The main impetus for the development of computational geometry as a discipline was progressing in computer graphics, computer-aided design, and manufacturing (CAD/CAM), but many problems in computational geometry are classical in nature.
Other important applications of computational geometry include robotics (motion planning and visibility problems), geographic information systems (GIS) (geometrical location and search, route planning), integrated circuit design (IC geometry design and verification), computer-aided engineering (CAE) (programming of numerically controlled (NC) machines).
The three main branches of computational geometry are:
- Combinatorial computational geometry, also called algorithmic geometry, which deals with geometric objects as discrete entities.
- Numerical geometry, also called machine geometry, computer-aided geometric design (CAGD), or geometric modeling, which deals primarily with representing real-world objects in forms suitable for computer computations in CAD /CAM systems. This branch may be seen as a further development of descriptive geometry and is often considered a branch of computer graphics and/or CAD, whereas the former branch is often called simply computational geometry.

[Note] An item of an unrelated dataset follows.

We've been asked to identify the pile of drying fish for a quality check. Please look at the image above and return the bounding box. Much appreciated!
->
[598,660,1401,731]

- Non-numerical geometry, which studies and develops non-numerical geometrical algorithms. This is the oldest branch of computational geometry which goes back to geometric constructions with the help of ruler and compass. Algorithms of geometric constructions are the soul and the origin of geometry and are not numerical in nature. Although until recently such constructions could be performed with the help of a ruler and compass only, two decades ago new means of geometric constructions emerged. These were various optical devices capable of manipulating images of geometrical figures, such as mirrors, beam splitters, holograms, etc. The observation that geometric constructions can be performed optically rather than with the help of ruler and compass laid in the foundation of "Optical Computational Geometry" put forward by Yevgeny Karasik in 1990.